Book by Mary Douglas

Implicit Meanings: Essays in Anthropology is a collection of essays written in the 1950s, 1960s and 1970s by the influential social anthropologist and cultural theorist Mary Douglas.

==Publication history==
The volume Implicit Meanings was first published by Routledge in 1975 and was reprinted in 1978 and 1991. It went into a second edition in 1999, with revisions and additional material (including a new preface), which was reprinted in 2001, and again in 2003 as volume 5 of Mary Douglas: Collected Works (ISBN 0415291089). The essays printed had originally appeared in journals, such as Man or Daedalus, or as contributions to scholarly collections.

==Contents==
In the second edition, the volume contains 21 essays divided into three sections: "Essays on the Implicit", comprising essays from the 1950s, primarily about specific aspects of Lele culture and ending with "Looking Back on the 1950s essays"; "Critical Essays", comprising essays from the 1960s, often commenting directly on the work of other anthropologists, such as Godfrey Lienhardt, and ending with "Looking Back on the 1960s essays"; and "Essays on the a priori", comprising essays from the 1970s, discussing risk, food, and the broader issues of categorization that were becoming one of Douglas's main intellectual concerns, and ending with "Looking Back on the 1970s essays".

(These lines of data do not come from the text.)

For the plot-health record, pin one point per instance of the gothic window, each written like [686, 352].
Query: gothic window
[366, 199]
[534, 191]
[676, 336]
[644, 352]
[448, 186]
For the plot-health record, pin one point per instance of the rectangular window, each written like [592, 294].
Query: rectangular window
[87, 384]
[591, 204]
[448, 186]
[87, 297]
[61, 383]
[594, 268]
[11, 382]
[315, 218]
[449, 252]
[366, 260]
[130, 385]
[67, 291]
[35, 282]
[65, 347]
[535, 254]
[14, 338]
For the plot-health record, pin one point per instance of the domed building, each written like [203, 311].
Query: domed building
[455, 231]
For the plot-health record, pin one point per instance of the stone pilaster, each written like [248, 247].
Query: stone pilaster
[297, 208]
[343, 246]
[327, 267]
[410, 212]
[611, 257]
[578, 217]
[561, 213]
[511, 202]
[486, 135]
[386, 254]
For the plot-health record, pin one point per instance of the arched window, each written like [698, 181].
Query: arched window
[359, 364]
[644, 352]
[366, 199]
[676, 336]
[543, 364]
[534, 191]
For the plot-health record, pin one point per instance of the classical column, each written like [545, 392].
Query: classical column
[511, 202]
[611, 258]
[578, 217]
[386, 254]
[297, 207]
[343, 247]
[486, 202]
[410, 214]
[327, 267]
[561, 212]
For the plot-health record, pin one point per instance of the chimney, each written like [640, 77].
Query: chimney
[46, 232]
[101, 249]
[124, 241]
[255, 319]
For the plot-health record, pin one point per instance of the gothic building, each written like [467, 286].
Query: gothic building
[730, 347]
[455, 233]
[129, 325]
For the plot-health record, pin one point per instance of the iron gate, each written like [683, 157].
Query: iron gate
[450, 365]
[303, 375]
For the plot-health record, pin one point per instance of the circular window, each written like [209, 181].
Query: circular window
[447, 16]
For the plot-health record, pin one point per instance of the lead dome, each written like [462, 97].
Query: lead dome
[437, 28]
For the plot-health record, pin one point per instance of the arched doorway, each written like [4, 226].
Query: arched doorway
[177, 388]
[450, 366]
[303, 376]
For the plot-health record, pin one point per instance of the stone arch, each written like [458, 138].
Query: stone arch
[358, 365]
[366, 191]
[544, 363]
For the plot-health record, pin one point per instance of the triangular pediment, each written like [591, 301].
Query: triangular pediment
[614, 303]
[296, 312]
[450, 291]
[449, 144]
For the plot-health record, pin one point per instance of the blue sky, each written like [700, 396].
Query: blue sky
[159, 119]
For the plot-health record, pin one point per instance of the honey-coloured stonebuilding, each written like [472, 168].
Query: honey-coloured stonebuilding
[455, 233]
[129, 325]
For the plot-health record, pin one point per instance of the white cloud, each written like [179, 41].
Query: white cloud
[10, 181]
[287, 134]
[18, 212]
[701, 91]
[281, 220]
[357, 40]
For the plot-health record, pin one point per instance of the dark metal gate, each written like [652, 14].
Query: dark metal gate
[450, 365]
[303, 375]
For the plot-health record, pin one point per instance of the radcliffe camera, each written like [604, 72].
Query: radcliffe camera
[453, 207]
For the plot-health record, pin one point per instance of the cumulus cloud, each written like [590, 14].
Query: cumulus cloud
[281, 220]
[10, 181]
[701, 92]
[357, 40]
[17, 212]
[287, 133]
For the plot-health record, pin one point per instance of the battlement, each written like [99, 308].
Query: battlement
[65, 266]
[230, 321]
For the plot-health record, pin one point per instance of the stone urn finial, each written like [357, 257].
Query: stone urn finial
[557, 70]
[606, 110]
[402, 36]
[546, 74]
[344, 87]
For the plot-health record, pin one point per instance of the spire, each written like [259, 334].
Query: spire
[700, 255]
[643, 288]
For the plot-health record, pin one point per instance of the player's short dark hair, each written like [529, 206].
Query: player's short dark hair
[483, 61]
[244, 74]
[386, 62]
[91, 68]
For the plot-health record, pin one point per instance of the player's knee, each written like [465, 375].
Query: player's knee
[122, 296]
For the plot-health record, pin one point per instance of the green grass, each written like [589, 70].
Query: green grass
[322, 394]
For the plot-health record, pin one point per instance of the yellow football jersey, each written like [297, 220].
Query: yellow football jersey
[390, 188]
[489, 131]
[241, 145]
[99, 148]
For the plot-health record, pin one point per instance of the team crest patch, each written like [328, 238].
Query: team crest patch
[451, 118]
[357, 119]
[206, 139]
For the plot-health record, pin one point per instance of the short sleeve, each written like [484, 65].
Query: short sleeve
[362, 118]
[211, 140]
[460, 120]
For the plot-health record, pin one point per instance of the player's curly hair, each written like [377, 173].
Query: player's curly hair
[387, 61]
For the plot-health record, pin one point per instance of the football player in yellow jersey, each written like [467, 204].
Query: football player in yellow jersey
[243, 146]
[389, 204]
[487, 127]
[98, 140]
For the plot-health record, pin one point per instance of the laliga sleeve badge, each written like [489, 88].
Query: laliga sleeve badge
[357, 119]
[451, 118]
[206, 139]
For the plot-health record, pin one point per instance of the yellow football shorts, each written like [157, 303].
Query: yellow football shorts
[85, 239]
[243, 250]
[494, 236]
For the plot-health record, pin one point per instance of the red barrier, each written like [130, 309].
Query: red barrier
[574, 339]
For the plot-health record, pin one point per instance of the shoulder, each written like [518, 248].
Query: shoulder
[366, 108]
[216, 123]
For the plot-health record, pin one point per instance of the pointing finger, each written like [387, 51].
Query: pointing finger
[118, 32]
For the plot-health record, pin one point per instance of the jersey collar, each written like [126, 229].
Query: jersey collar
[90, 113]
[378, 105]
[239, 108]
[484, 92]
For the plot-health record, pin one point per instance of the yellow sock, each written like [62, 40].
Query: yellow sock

The essay "Jokes" was reprinted in Rethinking Popular Culture: Contemporary Perspectives in Cultural Studies, edited by Chandra Mukerji and Michael Schudson (1991), pp. 291–310.

==Reviewers==
- Rodney Needham in Man, New Series, 11:1 (1976), pp. 127–128.
- David Silverman, Edward A. Tiryakian, Nanette J. Davis and Barry Schwartz in The Sociological Quarterly, 19:2 (1978), pp. 355–368.
- Barry Barnes and Steven Shapin, “Where Is the Edge of Objectivity?”, in The British Journal for the History of Science, 10:1 (1977), pp. 61–66.
- Bennetta Jules-Rosette in Contemporary Sociology, Vol. 6, No. 5 (1977), pp. 554–555.
- Renato Rosaldo in The American Journal of Sociology, Vol. 82, No. 5 (Mar., 1977), pp. 1152–1156.